She described how the legislation would change the state parking code by drastically hiking minimum and maximum penalties for violating parking restrictions in residential districts. Today’s parking fines of $10 to $25 would soar from $100 to $500.
A first violation of weight and size parking restrictions could climb from no less than $100 (from $28.75) up to $500 (above the current maximum of $230).
Subsequent parking violations would shoot up to $400 to $2,000 compared with today’s range of $115 to $575.
“We don’t want to stop commerce, but we want our e-commerce truck drivers to be good stewards of our state and also to our neighbors,” said Poore, a cosponsor of the bill. “We are facing a rising challenge regarding the prevalence of tractor-trailers and other commercial trucks in and around our residential neighborhoods, in particular north of the canal. It’s been really, really tough, and so we have corridors that people have been parking themselves and taking up quite a bit of the road.”
She said truck parking along state Route 9 and U.S. Route 13 is generating calls from residents, who “reported tractor-trailers in main roads in neighborhoods that block their views as they travel out of their communities” while causing damage to roads from the weight of heavy trucks.
Another feature of the bill is that it would allow the Delaware Department of Transportation to only place signs restricting or prohibiting truck and semitrailer parking, stopping or standing only at the beginning of a roadway instead of at each prohibited/restricted location. Also, law enforcement agencies throughout the state would be given lists of prohibited truck parking sections as well as allowed parking areas to give to truckers.
A General Assembly spokesperson said the legislation was awaiting action by the governor, whose office had not yet retrieved the bill for signature. While Delaware has no deadline for the governor to retrieve the legislation, once he does he must act within 10 days excluding Sundays.
“Staff from the governor’s office usually reach out to the chief clerk of the House for House bills and secretary of the Senate for Senate bills, and request the legislation for the governor to sign,” the spokesperson told Transport Topics. “At the point of pick up, the 10-day countdown begins, and we are notified. If the governor has failed to act on presented legislation within 10 days, the legislation will go into effect.”
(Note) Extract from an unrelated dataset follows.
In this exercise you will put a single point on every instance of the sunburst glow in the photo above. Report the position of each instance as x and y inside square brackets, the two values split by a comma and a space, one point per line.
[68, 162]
Although the main sponsor of HB 479 was Rep. Valerie Longhurst, the legislation attracted strong support evidenced by the following cosponsors: Sens. Spiros Mantzavinos, Marie Pinkney and Bryan Townsend as well as Reps. William Bush, Sherae’a Moore, Paul Baumbach, Kendra Johnson, Edward Osienski, Michael Ramone, Daniel Short and Madinah Wilson-Anton. Ramone and Short were the only Republican backers of the bill.
It passed unopposed in the Senate on June 28 with 21 votes and cleared the House as there was only one dissent vote against 40 on June 21.
Nicole Majeski, DelDOT secretary, thanked Poore during the hearing for working with the agency to craft the proposed new law and spoke about receiving daily phone calls “from legislators up and down the state” with complaints about “trucks that are parking along the side of the major roadways and in residential areas.”
With 12 truck parking locations (two public rest areas and 10 private truck stops) offering 337 truck parking spaces, DelDOT acknowledged the state had insufficient parking in a Sept. 20, 2021, final report on the topic. The report noted the state has opportunities to increase truck parking through locations-specific projects and statewide policies and programs.